Transportes
Elevador da Glória sem supervisão de segurança? Governo diz que responsabilidade é da Carris
06 set, 2025 - 11:40 • João Pedro Quesado , Daniela Espírito Santo , Sandra Afonso
Governo confirma entendimento do IMT — que não vê na lei razão para fiscalizar os quatro ascensores de Lisboa, mas supervisiona ainda assim os de Santa Justa e da Bica. Carris, que continua sem responder, é gerida pela autarquia lisboeta desde 2017.
Cabe à Carris "garantir a segurança das instalações e dos passageiros" de ascensores como o Elevador da Glória.
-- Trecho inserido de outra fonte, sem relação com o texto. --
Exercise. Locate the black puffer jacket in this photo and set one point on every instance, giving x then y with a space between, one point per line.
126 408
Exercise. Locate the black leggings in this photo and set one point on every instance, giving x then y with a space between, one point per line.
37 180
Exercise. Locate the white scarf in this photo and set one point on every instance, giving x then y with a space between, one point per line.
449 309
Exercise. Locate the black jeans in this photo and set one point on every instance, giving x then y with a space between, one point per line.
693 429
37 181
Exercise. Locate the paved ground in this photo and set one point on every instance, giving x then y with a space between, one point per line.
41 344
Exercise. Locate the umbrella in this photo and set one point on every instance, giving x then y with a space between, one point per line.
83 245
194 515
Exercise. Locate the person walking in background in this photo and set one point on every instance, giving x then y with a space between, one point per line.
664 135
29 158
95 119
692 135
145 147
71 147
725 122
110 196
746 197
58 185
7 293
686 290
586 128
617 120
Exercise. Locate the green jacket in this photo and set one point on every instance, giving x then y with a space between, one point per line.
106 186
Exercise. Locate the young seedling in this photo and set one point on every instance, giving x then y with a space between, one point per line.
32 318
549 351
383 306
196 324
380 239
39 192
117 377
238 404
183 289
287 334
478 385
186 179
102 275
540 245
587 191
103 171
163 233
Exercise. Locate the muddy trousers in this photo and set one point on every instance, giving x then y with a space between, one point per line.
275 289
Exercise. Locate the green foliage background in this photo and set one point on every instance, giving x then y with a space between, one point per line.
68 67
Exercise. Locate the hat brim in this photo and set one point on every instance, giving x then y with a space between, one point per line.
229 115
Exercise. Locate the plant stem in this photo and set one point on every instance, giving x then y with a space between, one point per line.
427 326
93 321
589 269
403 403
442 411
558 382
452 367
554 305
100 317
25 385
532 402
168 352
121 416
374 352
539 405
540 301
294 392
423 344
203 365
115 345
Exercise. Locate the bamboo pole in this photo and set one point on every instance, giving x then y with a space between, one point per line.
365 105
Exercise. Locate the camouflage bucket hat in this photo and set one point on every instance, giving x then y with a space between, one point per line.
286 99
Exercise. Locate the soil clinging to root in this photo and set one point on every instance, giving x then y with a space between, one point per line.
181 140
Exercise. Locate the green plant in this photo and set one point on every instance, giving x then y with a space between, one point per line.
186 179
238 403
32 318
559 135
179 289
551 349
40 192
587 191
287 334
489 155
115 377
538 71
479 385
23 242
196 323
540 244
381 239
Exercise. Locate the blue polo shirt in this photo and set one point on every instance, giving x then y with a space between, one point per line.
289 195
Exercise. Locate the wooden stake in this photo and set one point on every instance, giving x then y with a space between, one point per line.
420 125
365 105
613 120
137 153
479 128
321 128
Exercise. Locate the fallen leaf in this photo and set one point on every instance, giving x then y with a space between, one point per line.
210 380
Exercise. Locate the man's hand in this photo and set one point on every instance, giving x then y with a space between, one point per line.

É a resposta da Secretaria de Estado da Mobilidade, liderada por Cristina Pinto Dias, às perguntas da Renascença sobre a fiscalização e supervisão deste equipamentos, em concordância com o Instituto da Mobilidade e dos Transportes (IMT), que negou ter essa responsabilidade, e ao contrário do indicado pela Autoridade da Mobilidade e dos Transportes (AMT).
A Renascença apurou, esta sexta-feira, que o IMT supervisiona, através da Autoridade Nacional de Segurança Ferroviária, os elevadores de Santa Justa e da Bica, apesar de entender que não é obrigado a isso pela lei — não fazendo o mesmo com os ascensores da Glória e do Lavra. O Governo confirmou esse tratamento diferenciado, com base na lei que regula os transportes em instalações por cabo.
De acordo com a Secretaria de Estado, "o princípio definido pela legislação é o de que cabe às entidades que exploram as instalações por cabo para o transporte de pessoas (autoridades de transportes ou outras) garantir a segurança das instalações e dos passageiros". No caso do Elevador da Glória, essa entidade é a Carris, cuja gestão passou para a Câmara Municipal de Lisboa em 2017.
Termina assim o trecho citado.